Modeling studies illustrate what’s possible when high-risk populations get consistent access to prevention. One analysis projected that if 50% of young, sexually active, high-risk men who have sex with men in Taiwan received pre-exposure prophylaxis, HIV incidence could fall below the elimination threshold of 1 per 1,000 person-years by 2030. The program would also save money, returning over seven dollars in reduced treatment costs for every dollar spent.

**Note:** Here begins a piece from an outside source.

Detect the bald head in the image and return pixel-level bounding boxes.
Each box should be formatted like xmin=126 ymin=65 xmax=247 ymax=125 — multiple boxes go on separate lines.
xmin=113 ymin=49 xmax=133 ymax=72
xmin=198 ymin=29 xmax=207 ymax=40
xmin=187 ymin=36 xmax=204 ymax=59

The challenge is replicating that kind of coverage in countries with larger, harder-to-reach populations and weaker health infrastructure.
How Close Is a Cure?
Gene-editing technology, particularly CRISPR, represents the most direct attempt at curing HIV. The idea is to cut the virus’s genetic material out of infected cells entirely. In animal studies, researchers have demonstrated that this is possible: the editing tool, delivered via a viral carrier, reached tissues throughout the body including lymph nodes, the central nervous system, and the gut, and successfully snipped out viral DNA.
The first human trial of this approach, a therapy called EBT-101, enrolled six participants with HIV who were already on treatment. The therapy was safe and well tolerated. But when three participants stopped taking their daily antiretroviral medication to test whether the gene editing alone could control the virus, all three experienced viral rebound. A single dose wasn’t enough. The variability in how effectively the editing tool reaches different tissues remains a core challenge. In some animals, viral DNA was successfully cut from lymph nodes and brain tissue but left untouched in the spleen or colon.
An HIV vaccine remains elusive, but mRNA technology has opened new possibilities. A phase 1 trial testing mRNA-encoded HIV proteins found that 80% of participants who received the most promising formulation developed neutralizing antibodies capable of blocking the virus. That’s a meaningful step, though the trial measured immune response rather than real-world protection. Some participants (about 6.5%) developed hives, a higher rate than seen with other mRNA vaccines. A usable vaccine is likely still many years away, but the platform finally shows the kind of immune response that decades of prior vaccine attempts failed to generate.
A Realistic Timeline
Small, well-resourced countries with concentrated epidemics could plausibly reach elimination thresholds within the next five to ten years, particularly if tools like twice-yearly injectable prevention are widely deployed. For much of sub-Saharan Africa, where the majority of people with HIV live, that timeline extends considerably. And in regions like Eastern Europe and Central Asia, where infections are still climbing, the epidemic may worsen before it improves.
A functional cure that allows people to stop daily medication could realistically emerge within the next one to two decades, though “could” is doing heavy lifting in that sentence. A sterilizing cure that completely eliminates HIV from the body remains a far more distant prospect, with no clear timeline. The honest answer is that HIV will end not with a single breakthrough but through the slow, uneven accumulation of better drugs, wider access, reduced stigma, and eventually, curative therapies. For some populations, that process is well underway. For others, it hasn’t meaningfully begun.